Blurb: Two people in exile. Two secrets. As the past tightens its grip, there may be no escape…
TV presenter Allis Hagtorn leaves her partner and her job to take voluntary exile in a remote house on an isolated fjord. But her new job as housekeeper and gardener is not all that it seems, and her silent, surly employer, 44-year-old Sigurd Bagge, is not the old man she expected. As they await the return of his wife from her travels, their silent, uneasy encounters develop into a chilling, obsessive relationship, and it becomes clear that atonement for past sins may not be enough…
Haunting, consuming and powerful, The Bird Tribunal is a taut, exquisitely written psychological thriller that builds to a shocking, dramatic crescendo that will leave you breathless.
MY RATING: 5/5
Review: So, this book, where do I start? Well it’s a book, it has pages and words, no quotation marks which I’ve never seen before, but plenty of words written in such a way that you get drawn into them. This is so unlike any book I have ever previously read that this review will probably be quite different also. The writing is an unusual style but at the same time it is brilliant, the writing grabs you immediately. It’s not fast paced but steady and that works, steady and progressive, both the writing and the actual story. It starts off fairly normally and then slowly, insidiously it changes, it works its way into you so that you lose track of all time and of everything. At one point, towards the end, I had to remind myself to breathe because I wasn’t sure if I would otherwise.
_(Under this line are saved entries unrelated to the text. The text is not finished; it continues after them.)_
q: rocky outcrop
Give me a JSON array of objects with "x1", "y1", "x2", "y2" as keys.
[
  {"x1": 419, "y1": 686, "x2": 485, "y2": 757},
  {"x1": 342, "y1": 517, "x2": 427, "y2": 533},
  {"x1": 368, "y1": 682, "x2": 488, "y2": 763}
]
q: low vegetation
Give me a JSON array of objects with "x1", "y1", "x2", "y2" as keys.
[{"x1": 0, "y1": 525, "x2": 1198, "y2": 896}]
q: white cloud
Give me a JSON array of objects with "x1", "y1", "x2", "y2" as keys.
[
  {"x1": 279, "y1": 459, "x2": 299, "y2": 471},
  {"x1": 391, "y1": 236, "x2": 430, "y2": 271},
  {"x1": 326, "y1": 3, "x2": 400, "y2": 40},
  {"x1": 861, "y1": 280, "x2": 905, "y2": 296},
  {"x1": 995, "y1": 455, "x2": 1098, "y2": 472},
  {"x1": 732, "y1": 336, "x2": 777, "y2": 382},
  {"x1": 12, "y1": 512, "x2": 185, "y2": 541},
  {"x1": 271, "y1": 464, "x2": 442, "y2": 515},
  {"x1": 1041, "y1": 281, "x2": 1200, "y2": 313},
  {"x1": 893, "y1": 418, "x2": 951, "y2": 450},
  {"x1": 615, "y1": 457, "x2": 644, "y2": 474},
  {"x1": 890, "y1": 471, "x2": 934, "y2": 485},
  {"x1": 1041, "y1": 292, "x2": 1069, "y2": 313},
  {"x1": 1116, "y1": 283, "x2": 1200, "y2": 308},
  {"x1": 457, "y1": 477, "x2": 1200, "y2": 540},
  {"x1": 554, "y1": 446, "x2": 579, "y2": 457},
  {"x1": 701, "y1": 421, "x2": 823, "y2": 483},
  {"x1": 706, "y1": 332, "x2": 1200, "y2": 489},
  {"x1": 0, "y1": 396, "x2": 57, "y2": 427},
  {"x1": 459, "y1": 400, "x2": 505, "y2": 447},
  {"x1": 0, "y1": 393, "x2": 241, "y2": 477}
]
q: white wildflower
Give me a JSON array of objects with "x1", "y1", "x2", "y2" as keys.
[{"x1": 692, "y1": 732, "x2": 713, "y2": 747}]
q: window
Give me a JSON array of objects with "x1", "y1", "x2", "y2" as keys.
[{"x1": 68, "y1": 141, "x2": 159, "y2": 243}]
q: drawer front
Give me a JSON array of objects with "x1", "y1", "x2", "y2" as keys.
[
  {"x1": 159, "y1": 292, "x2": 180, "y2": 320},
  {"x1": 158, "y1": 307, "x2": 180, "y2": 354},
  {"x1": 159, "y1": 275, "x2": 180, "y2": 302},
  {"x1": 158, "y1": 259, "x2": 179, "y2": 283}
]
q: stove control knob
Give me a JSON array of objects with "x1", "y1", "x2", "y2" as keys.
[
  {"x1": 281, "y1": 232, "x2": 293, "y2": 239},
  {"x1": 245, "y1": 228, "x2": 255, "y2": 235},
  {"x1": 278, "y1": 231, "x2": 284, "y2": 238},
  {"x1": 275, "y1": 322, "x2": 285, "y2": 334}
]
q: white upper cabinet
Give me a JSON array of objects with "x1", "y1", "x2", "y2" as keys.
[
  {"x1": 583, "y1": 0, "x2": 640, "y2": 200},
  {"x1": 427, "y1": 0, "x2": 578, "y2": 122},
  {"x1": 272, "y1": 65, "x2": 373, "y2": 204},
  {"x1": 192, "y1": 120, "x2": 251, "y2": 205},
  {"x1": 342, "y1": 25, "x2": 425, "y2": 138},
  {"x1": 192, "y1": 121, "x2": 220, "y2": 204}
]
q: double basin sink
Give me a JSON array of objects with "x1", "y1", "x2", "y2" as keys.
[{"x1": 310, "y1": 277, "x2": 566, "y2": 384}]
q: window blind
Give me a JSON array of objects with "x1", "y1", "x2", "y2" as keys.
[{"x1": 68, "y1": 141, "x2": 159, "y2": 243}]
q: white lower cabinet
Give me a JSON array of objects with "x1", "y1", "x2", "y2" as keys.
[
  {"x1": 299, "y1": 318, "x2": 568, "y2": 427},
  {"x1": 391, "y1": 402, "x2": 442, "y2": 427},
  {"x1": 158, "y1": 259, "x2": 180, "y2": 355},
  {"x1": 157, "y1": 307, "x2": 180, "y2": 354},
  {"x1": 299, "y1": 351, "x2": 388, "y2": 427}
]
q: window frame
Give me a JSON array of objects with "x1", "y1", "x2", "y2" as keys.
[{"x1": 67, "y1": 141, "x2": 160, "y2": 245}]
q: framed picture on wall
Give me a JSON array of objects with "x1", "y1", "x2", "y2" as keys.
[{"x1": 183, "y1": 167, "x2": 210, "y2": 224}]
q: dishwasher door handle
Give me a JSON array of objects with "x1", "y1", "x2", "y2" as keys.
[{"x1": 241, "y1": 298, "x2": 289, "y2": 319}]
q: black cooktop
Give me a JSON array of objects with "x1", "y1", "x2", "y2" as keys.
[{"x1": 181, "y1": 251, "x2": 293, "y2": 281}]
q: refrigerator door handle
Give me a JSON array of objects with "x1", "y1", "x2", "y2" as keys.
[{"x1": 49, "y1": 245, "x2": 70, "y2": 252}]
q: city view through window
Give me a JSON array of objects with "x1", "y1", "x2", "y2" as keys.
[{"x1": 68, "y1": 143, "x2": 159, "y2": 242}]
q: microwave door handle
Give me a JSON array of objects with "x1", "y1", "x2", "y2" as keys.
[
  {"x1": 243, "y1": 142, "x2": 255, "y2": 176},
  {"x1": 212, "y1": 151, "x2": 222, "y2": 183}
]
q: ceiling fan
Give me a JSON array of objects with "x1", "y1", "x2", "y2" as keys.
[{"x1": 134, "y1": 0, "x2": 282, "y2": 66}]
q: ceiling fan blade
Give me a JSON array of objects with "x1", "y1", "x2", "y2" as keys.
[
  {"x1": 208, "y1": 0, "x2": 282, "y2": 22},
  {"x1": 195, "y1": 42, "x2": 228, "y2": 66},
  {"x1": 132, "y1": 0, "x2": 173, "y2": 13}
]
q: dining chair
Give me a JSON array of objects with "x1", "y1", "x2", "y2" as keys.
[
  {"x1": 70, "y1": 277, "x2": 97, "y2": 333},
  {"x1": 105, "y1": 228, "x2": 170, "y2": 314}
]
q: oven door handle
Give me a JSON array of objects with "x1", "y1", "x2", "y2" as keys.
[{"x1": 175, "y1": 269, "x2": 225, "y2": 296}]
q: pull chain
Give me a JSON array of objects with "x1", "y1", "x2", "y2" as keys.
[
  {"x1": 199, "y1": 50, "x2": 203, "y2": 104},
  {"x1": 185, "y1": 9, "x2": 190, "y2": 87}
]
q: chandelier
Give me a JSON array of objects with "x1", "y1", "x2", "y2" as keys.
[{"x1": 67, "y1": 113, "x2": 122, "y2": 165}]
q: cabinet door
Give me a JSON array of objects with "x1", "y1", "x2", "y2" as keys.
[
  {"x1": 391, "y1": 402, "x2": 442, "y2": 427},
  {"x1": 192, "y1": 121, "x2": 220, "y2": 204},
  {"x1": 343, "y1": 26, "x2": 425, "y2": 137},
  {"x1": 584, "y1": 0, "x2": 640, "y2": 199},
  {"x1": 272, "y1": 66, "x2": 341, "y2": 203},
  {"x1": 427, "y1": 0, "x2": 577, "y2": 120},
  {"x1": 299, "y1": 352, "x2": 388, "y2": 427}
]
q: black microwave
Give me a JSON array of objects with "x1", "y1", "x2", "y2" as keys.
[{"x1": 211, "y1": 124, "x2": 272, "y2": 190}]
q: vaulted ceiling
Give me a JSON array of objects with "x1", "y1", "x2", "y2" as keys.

There are only really two characters here. There are two others who appear briefly and some mentioned but never seen. Because of the story itself, two characters are all that is needed, more would change the dynamic and it wouldn’t be what it is. The descriptions of Allis’s daily duties, feelings and fears are very clear and well written. Her story is what drags you into this strange, isolated world which seems to exist almost without anything else, it’s almost as if there has been a worldwide disaster and these two are the only ones left. The majority of the story takes place at the house and in the garden, very little time is spent elsewhere which can make it claustrophobic at times and simply adds to the way in which the story affects you. It is haunting, something I doubt I will ever completely forget. It gets inside you somehow and takes root where it grows and makes you think, why is this happening, why does she stay, what has he done and what does it all mean. The ending is somehow expected and not at the same time. I wanted to rush through the last 20 pages so I could find out what happened but at the same time I wanted to take my time and savour every word because, somehow, this story makes you want to do that. It is definitely a story that needs to be read, but make sure you have no commitments to keep because you will probably forget them all when reading this. It’s like the bit in on of Lord of the Rings films where Gandalf says he fell out of time and space, that’s how I felt reading this. I can’t explain it better than that.
I apologise if this is a strange review but I can’t do better than this. To try to explain would be to ruin the story and that would be a shame because it is definitely one story that that should never happen to.
Many thanks to Karen Sullivan, Agnes Ratavn and Rosie Hedger for publishing, writing and translating this amazing book.
About the author: Agnes Ravatn (b. 1983) is a Norwegian author and columnist. She made her literary début with the novel Week 53 in 2007. Since then she has written three critically acclaimed and
award-winning essay collections: Standing, Popular Reading and Operation Self-discipline, in which she recounts her experience with social media addiction, and how she overcame it. The Bird Tribunal won the cultural radio P2’s listener’s prize for this novel, a popular and important prize in Norway, in addition to The Youth’s Critic’s Prize. The Bird Tribunal was also made into a successful play, which premiered in Oslo in 2015.